O hóquei em patins português não se construiu apenas com os campeões habituais. Durante décadas, houve clubes que habitaram a I Divisão com consistência, competitividade e ambição, mesmo sem conquistar títulos. Muitos desses nomes desapareceram do topo — não por falta de história, mas por falta de sustentabilidade num contexto cada vez mais exigente.
Estes cinco casos mostram isso mesmo: diferentes formas de estar perto da elite… e de a perder.
Clube Infante de Sagres
O Infante de Sagres foi, durante largos anos, um participante sólido da I Divisão. Sem títulos no palmarés sénior, destacou-se pela regularidade, conseguindo várias épocas tranquilas no principal escalão.
O seu melhor registo competitivo surge precisamente dessa consistência: classificações estáveis a meio da tabela, num campeonato historicamente exigente. Nunca deu o salto para discutir títulos ou lugares europeus, mas também raramente esteve entre os mais frágeis.
Hoje, fora da elite, representa bem o destino dos clubes “estáveis”: quando o nível sobe, a estabilidade deixa de ser suficiente.
Académica de Espinho
A Académica de Espinho teve várias presenças na I Divisão ao longo do século XX, afirmando-se como uma equipa competitiva, sobretudo em casa. Embora nunca tenha conquistado o campeonato, conseguiu épocas com classificações seguras e alguma proximidade aos lugares intermédios superiores.

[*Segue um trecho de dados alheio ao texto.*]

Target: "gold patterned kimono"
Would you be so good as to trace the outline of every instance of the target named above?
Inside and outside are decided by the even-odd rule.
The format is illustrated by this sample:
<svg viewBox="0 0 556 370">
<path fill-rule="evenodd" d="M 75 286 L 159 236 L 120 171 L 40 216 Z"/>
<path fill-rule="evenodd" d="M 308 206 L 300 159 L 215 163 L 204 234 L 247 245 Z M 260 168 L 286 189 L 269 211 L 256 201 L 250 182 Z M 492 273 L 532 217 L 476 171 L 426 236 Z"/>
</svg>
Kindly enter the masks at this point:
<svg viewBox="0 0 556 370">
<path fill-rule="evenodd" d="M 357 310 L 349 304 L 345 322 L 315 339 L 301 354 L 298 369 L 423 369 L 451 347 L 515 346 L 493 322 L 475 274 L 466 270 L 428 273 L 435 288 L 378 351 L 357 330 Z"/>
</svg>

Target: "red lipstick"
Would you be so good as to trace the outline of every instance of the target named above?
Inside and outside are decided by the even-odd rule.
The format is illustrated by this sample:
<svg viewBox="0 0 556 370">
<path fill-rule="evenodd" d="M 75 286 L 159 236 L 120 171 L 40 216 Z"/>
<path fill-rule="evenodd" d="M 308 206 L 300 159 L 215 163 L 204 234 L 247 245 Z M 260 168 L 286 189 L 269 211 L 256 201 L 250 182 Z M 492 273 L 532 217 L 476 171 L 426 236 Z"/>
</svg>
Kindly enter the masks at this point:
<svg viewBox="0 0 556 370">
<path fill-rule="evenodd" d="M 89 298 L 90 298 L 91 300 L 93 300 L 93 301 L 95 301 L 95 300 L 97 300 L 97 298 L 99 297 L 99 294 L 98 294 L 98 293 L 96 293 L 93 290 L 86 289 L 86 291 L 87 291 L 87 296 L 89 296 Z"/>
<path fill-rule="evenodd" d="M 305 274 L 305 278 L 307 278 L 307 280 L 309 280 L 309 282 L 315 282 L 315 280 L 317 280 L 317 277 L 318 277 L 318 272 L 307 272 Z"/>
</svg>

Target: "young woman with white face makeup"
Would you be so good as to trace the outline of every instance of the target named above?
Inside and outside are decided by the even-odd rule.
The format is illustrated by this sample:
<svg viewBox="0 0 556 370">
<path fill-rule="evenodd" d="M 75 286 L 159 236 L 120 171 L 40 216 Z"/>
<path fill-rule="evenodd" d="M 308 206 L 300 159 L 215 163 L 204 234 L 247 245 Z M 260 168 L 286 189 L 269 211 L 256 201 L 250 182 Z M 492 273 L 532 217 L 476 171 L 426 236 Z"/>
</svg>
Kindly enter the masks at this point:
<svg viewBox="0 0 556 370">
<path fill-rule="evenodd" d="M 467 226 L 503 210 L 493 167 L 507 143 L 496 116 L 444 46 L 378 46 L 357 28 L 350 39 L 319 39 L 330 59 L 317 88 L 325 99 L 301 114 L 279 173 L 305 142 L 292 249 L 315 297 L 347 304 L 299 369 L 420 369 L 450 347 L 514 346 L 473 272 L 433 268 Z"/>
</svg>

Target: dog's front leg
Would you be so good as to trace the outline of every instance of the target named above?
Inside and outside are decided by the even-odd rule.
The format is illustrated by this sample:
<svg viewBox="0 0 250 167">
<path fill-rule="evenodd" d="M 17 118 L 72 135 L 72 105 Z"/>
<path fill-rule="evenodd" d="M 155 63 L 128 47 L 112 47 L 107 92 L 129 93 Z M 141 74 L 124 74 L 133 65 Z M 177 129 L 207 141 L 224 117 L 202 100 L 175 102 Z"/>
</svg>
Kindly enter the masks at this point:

Participou também em fases avançadas de competições nacionais secundárias, o que reforça a ideia de uma equipa consistente, embora não dominante.
O seu desaparecimento do topo foi gradual — e esse talvez seja o seu maior problema histórico: nunca caiu de forma dramática, mas também nunca teve um momento suficientemente forte para se reinventar.
Hóquei Clube Os Tigres
Os Tigres representam uma geração mais recente de clubes que chegaram à I Divisão já num contexto mais profissionalizado. O seu maior feito não foi um título ou um pódio — foi conseguir manter-se entre os melhores durante várias épocas.
Garantir permanências sucessivas num campeonato cada vez mais competitivo foi, por si só, um resultado relevante. Em algumas épocas, conseguiram mesmo classificações acima da zona de descida, mostrando organização e competitividade.
Porém, a ausência de picos (top 5, Europa, fases finais) limitou o crescimento. E quando veio a descida, não houve estrutura para regressar — algo que se tornou regra no hóquei moderno. Em 2025/2026, o emblema de Almeirim está na II Divisão.
Grupo Desportivo Fabril
O Fabril, antiga CUF, teve presença na I Divisão sobretudo em décadas em que o hóquei português era mais equilibrado e menos concentrado. A formação do Barreiro conquistou o Campeonato, em 1964/1965 e teve uma presença constante na I Divisão durante muitos anos.
A CUF fez parte de uma geração de clubes que sustentavam o campeonato — equipas que não lutavam pelo título, mas garantiam qualidade competitiva.
O seu declínio não pode ser visto apenas como desportivo. Está profundamente ligado à transformação do contexto industrial e social do Barreiro. Quando essa base desapareceu, o clube perdeu também a capacidade de competir ao mais alto nível.
Clube Desportivo de Gulpilhares
O Gulpilhares é, dentro desta lista, um dos casos mais competitivos em termos objetivos. Teve várias épocas na I Divisão e alcançou o seu melhor resultado com um 4.º lugar (1995/96) — uma classificação de grande nível num campeonato altamente exigente.
A nível internacional, atingiu a final da Taça CERS (1996/97), o ponto mais alto da sua história, mostrando que podia competir no contexto europeu.
Ainda assim, nunca conquistou o campeonato nacional nem a Taça de Portugal sénior masculina. O seu percurso define bem o que é estar “à porta do topo”: suficientemente forte para incomodar os grandes, mas sem conseguir quebrar a barreira.
Em 2025/2026, a formação nortenha está ativa na III Divisão, longe dos holofotes.